A temple dedicated to Lord Ganesha, located within Maittanpatti village.

2.Balagurunathan Temple

Another significant temple in Maittanpatti, contributing to the village's spiritual landscape.

3. Sri Kaliyamman Temple

This temple is dedicated to Goddess Kali, a revered deity in the region.

4. Sri Karuppasamy Temple

A shrine for Lord Karuppasamy, a guardian deity commonly worshipped in rural Tamil Nadu.

5. Sri Perumal Temple

Dedicated to Lord Vishnu, this temple serves as a spiritual center for Vaishnavite devotees in the village.

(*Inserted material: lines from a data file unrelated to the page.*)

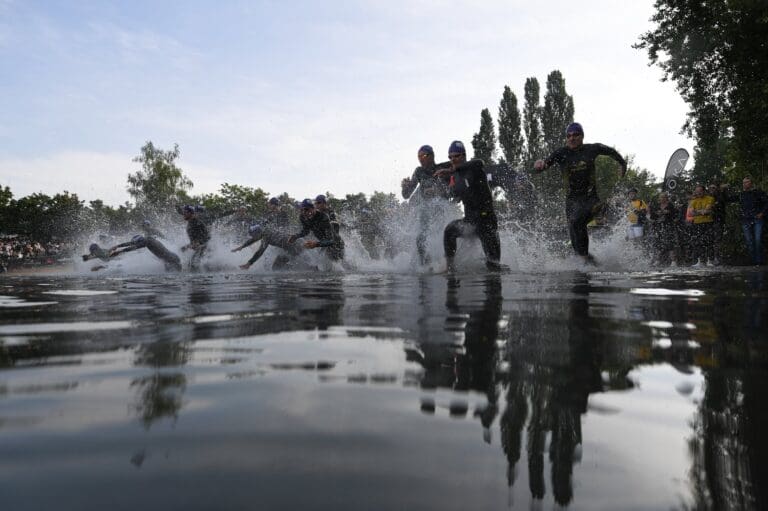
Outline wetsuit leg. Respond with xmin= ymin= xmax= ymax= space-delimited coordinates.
xmin=565 ymin=198 xmax=597 ymax=256
xmin=443 ymin=220 xmax=464 ymax=260
xmin=189 ymin=245 xmax=207 ymax=270
xmin=416 ymin=206 xmax=429 ymax=264
xmin=146 ymin=238 xmax=181 ymax=271
xmin=477 ymin=217 xmax=501 ymax=263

6. Sri Kamatchi Amman Kovil

A temple honoring Goddess Kamatchi Amman, reflecting the village's rich religious traditions.

==Geography==
The latitude and longitude of this town is 9°40’ N and 77°57’E respectively. The village is located around 6 km from Kalligudi.

==Demographics==
According to 2011 census, Maittanpatti had a population of 1,629 with a sex-ratio of 823 female to 806 male.

==Transportation==
Bus number 13 provides 2 trips to Virudhunagar and 4 trips to Tirumangalam, Madurai, daily. Bus number 48PM provides 3 trips daily to Madurai Periyar Bus Stand.

==Educational institutions==
Panchayat Union Primary School caters education for children studying in standard I to V.
The Kamaraj College of Engineering and Technology is also located in Maittanpatti, along Madurai-Virudhunagar National Highway NH-7.